10 Best Very Cheap Stocks to Buy According to Billionaires

4) The Walt Disney Company (NYSE:DIS)

Forward P/E as of March 28: ~17.8x

Number of Billionaire Investors: 19

Number of Hedge Fund Holders: 108

The Walt Disney Company (NYSE:DIS) operates as an entertainment company. BofA Securities analysts maintained a “Buy” rating on the company’s stock with a steady price objective of $140.00. The firm’s analysts expect that its fiscal Q2 2025 will demonstrate a sequential improvement in operating income from the Experiences segment, which can accelerate further in Q3 and Q4. Overall, the analysts’ commentary strengthens the belief that The Walt Disney Company (NYSE:DIS)’s financial performance is expected to improve in the coming quarters due to strategic business segments and market conditions. Its emphasis on maintaining a healthy demand for the products and services, together with advertising strength and potential for ARPU growth in the streaming services, are regarded as the critical growth drivers.

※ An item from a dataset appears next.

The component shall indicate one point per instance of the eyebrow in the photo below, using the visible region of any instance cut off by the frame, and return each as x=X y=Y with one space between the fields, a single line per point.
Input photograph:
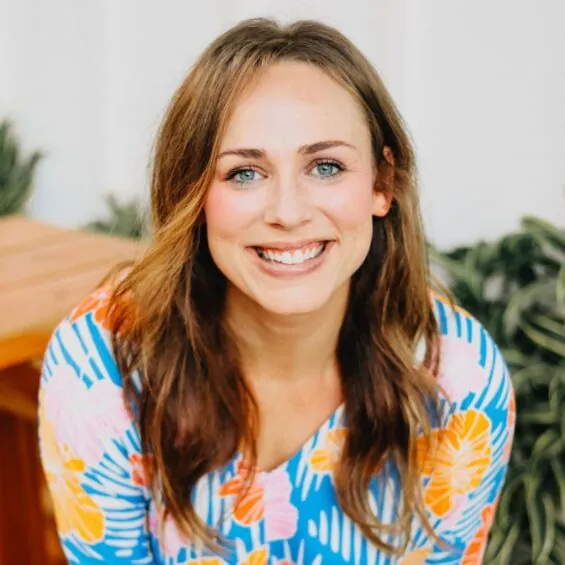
x=250 y=153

The Walt Disney Company (NYSE:DIS)’s DTC offerings possess strong growth potential. With the company refining its content strategy and implementing strategic initiatives, there remains potential for higher average revenue per user (ARPU) than currently expected.  The success in this area can fuel significant revenue growth and drive profitability as the streaming business scales. Meridian Funds, managed by ArrowMark Partners, released the Q2 2024 investor letter. Here is what the fund said:

The Walt Disney Company (NYSE:DIS) operates a diversified entertainment business with theme parks, media networks, and streaming services. We own Disney because we believe its strong brand, valuable IP, and expanding streaming offerings will drive sustainable long-term growth. The company’s stock, however, underperformed in the quarter due to concerns about a slowdown in growth at its theme park division. While park revenue still grew by 10% year-over-year, management’s commentary suggested a moderation in post-pandemic demand and rising costs, leading to a disappointing outlook for park operating income in the second half of the year. This overshadowed the positive news that the company’s streaming segment, driven by strong subscriber growth at Disney+, reached profitability ahead of schedule. We held our position and will continue to monitor the performance of the theme park division.”